- Spouse: David Lindsay, 1st Earl of Crawford
- Father: Robert II of Scotland
- Mother: Euphemia de Ross

= Elizabeth Stewart, Countess of Crawford =

14th-century Scottish princess

Elizabeth Stewart, Princess of Scotland was the daughter of Robert II of Scotland and Euphemia de Ross.

Elizabeth was born between 1356 and 1370, well after her parents' marriage on 2 May 1355.

Her brothers were David Stewart, Earl of Strathearn and Walter Stewart, Earl of Atholl, and her half-brother was Robert III of Scotland.
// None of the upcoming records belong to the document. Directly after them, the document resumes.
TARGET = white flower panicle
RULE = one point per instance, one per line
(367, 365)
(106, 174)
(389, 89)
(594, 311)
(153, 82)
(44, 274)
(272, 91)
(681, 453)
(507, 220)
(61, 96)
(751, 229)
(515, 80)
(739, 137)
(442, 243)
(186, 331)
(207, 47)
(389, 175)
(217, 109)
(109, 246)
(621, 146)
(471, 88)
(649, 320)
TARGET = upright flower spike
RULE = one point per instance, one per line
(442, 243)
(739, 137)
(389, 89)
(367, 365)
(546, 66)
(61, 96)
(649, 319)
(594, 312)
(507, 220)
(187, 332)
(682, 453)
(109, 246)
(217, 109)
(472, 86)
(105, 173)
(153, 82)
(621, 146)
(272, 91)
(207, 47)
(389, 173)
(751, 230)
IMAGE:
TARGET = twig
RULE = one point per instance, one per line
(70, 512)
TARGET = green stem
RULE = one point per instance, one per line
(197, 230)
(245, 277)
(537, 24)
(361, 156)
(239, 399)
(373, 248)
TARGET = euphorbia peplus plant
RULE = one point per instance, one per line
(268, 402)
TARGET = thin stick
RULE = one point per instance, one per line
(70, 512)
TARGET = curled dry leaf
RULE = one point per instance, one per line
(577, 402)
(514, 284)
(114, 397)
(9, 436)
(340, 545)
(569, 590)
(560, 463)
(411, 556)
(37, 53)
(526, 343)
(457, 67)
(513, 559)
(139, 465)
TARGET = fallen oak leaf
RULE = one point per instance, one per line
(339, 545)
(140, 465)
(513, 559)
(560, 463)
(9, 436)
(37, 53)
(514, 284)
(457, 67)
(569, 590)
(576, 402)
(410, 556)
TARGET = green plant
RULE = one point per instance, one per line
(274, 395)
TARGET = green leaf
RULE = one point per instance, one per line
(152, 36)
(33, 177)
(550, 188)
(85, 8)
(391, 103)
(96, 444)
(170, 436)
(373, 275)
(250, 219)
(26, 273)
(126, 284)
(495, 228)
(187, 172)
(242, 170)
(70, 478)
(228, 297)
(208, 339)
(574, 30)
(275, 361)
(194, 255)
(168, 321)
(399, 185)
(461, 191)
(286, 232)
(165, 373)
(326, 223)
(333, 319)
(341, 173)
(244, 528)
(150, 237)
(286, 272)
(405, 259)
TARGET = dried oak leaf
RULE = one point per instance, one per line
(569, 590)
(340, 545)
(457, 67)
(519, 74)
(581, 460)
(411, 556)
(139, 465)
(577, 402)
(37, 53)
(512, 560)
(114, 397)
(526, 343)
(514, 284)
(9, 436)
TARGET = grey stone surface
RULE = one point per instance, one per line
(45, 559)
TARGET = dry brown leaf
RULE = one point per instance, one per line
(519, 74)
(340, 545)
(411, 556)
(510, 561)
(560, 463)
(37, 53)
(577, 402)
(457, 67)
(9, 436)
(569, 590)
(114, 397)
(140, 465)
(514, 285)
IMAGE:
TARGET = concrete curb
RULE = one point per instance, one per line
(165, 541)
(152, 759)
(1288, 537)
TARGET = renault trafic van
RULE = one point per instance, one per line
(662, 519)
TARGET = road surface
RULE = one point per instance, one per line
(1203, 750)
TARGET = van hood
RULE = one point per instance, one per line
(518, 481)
Her sister was Egidia Stewart, who married William Douglas of Nithsdale.

She married David Lindsay, 1st Earl of Crawford on 22 February 1375. Her dowry was the barony of Strathnairn in Inverness-shire. In 1398, her father granted Lindsay the title of 1st Earl of Crawford. Elizabeth was styled as Countess of Crawford following the grant.

They had seven, possibly eight, children:
- Gerard Lindsay (d. before 1421)
- Ingram Lindsay, Bishop of Aberdeen (d. 1458)
- Marjorie Lindsay, married Sir William Douglas. They were parents of Catherine Douglas, the Scottish noblewoman who tried to prevent the assassination of King James I of Scotland in 1437.
- Alexander Lindsay, 2nd Earl of Crawford (c. 1387–1438); married Marjory of Dunbar and had issue.
- David Lindsay, Lord of Newdosk (1407–?); he became a priest.
- Elizabeth Lindsay; she married Sir Robert Keith.
- Elizabeth Lindsay (1407–?); married Robert Erskine, 1st Lord Erskine; she may have been confused with her sister of the same name, and it is possible that they were one and the same person.
- Isabella Lindsay (1407–?), married Sir John Maxwell of Pollok, and had issue.

They presumably lived at Crawford Castle.